When You Are His Worst Enemy

when you are your worst enemy

Have you ever had the feeling of being your worst enemy? There is no doubt: to  live fully and obtain the satisfaction of our desires on the way to a supposed happiness is not an easy task. In fact, we are talking about a mission with a beginning but without an end.

On the one hand, there may be adverse environmental conditions: economic, professional, home, etc. difficulties. There may also be internal conditions, such as having a disease, going through some misfortune or directly imposing on us a level of demand that we are not prepared to reach at this moment.

On the other hand, there is a more or less obvious competition with other people who also struggle to achieve the same goals. These people may be our enemies, but sometimes you are their worst enemy.

People who have everything and feel unhappy

Sometimes, some fortunate people who live in a favorable environment and apparently have little difficulty getting what they want, feel unhappy. At first, there are no obstacles, no enemies. So what’s the problem? What happens?

woman in agony

The obstacle may have been generated by the person himself, when he constituted himself as his own enemy by the way he judges himself or by the goals he sets for himself. This is something we’ve all done at some point and will continue to do so. So, intuitively, we can understand the consequences of this self-imposed burden.

Often, when this happens, the problem is with self-love, with caring for oneself. Self-esteem fails, and that has nothing to do with selfishness. It is not about thinking: “I am above everything and everyone”. It is about thinking: “I deserve the same kind and understanding treatment that I use with others”.

The importance of judging ourselves objectively

Loving ourselves means recognizing our own worth and considering ourselves as important as others in life.

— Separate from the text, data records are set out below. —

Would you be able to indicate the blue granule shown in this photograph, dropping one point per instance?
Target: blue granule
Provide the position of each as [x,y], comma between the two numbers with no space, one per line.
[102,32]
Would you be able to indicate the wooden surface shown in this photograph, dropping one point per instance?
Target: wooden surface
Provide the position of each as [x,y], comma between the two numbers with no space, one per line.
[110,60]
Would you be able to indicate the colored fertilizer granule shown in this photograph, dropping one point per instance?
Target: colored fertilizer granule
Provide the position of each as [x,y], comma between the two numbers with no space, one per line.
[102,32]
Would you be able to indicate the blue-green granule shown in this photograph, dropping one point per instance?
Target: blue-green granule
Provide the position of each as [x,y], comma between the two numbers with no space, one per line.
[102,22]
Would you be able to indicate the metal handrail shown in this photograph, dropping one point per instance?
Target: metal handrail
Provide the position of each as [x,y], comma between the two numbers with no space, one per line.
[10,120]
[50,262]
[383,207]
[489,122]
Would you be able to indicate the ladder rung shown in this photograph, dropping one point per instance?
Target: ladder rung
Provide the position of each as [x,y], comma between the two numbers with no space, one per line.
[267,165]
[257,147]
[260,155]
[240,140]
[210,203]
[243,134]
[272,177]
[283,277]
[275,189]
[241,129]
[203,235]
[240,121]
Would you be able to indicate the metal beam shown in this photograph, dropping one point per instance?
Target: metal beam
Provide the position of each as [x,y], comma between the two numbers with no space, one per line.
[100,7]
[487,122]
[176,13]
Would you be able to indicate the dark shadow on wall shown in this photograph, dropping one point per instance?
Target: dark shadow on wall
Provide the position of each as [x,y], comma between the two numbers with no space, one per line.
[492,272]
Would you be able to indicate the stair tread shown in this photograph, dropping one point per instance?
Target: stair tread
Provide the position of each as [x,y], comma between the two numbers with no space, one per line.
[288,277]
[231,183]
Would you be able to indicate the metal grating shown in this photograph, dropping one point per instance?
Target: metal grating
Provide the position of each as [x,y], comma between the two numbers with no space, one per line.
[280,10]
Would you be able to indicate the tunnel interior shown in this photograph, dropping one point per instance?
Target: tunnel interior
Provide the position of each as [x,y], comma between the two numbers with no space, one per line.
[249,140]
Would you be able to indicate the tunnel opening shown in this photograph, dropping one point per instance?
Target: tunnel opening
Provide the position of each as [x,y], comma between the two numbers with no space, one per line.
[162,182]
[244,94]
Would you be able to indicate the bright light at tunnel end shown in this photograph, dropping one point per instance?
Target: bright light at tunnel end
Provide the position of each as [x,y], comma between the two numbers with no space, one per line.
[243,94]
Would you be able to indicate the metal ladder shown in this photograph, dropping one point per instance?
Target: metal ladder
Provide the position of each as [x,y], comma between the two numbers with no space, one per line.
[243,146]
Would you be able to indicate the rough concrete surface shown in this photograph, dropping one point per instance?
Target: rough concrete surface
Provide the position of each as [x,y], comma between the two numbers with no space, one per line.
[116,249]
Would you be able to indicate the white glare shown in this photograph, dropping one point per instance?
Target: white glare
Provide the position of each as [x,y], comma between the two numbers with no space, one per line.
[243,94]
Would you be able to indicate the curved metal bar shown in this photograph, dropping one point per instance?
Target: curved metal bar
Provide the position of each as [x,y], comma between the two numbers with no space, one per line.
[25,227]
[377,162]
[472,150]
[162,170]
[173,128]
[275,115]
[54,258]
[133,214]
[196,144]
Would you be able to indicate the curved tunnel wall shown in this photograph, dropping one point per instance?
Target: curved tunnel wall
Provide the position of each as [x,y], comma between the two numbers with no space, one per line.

For many people this is not easy. They don’t know how to judge themselves objectively.

People who do not judge themselves objectively extol the virtues of others and are able to forgive the greatest mistakes and shortcomings of others. On the other hand, they are extremely unfair to themselves, demanding and even cruel. They are your own enemies.

This behavior can lead to deep bitterness that leads to depression and neurotic behavior. It is necessary to know how to value yourself objectively and not compare yourself with others. Only then will we fend off the enemy.

Being your worst enemy can be the result of your learning.

In general, this way of being and feeling is the result of special learning and maturation. The child, from birth, is self-centered by nature. She still has no social conscience and thinks that everything around her belongs to her or happens in relation to her.

This idea is supported by the fact that the child is usually the center of attention. It is later, through education and contact with other children, that she discovers that there are more people around her. She finds that, like her, these people deserve respect and consideration.

It is normal for a person who grows and builds his character based on this philosophy to become an adult confused between what corresponds to him for justice and what would be objectionable selfishness. To avoid the terrible feelings of guilt, she prefers to deny any meritocratic self-recognition. The person behaves as if he were his own enemy, to which he does not grant any opportunity.

On the other hand, some moral and religious educations emphasize humility as one of the most precious virtues, threatening its absence with punishment and sin. A personality that grows in this line of conduct tends to place itself in flexible limits, considering that there is only one correct way to proceed for everything.

worried man

You can stop being your worst enemy

To defeat our inner enemy, the first step is to become aware that the problem exists. We must observe our daily conduct and the dynamics of our thoughts. See how many times we deprive ourselves of small pleasures thinking that it suits us or that we don’t deserve it.

Let’s start there by encouraging ourselves with small rewards and praise for our minimal achievements and positive efforts. Perhaps, without realizing it, one day we will find ourselves struggling to get something important that we want and that, in fairness, we deserve.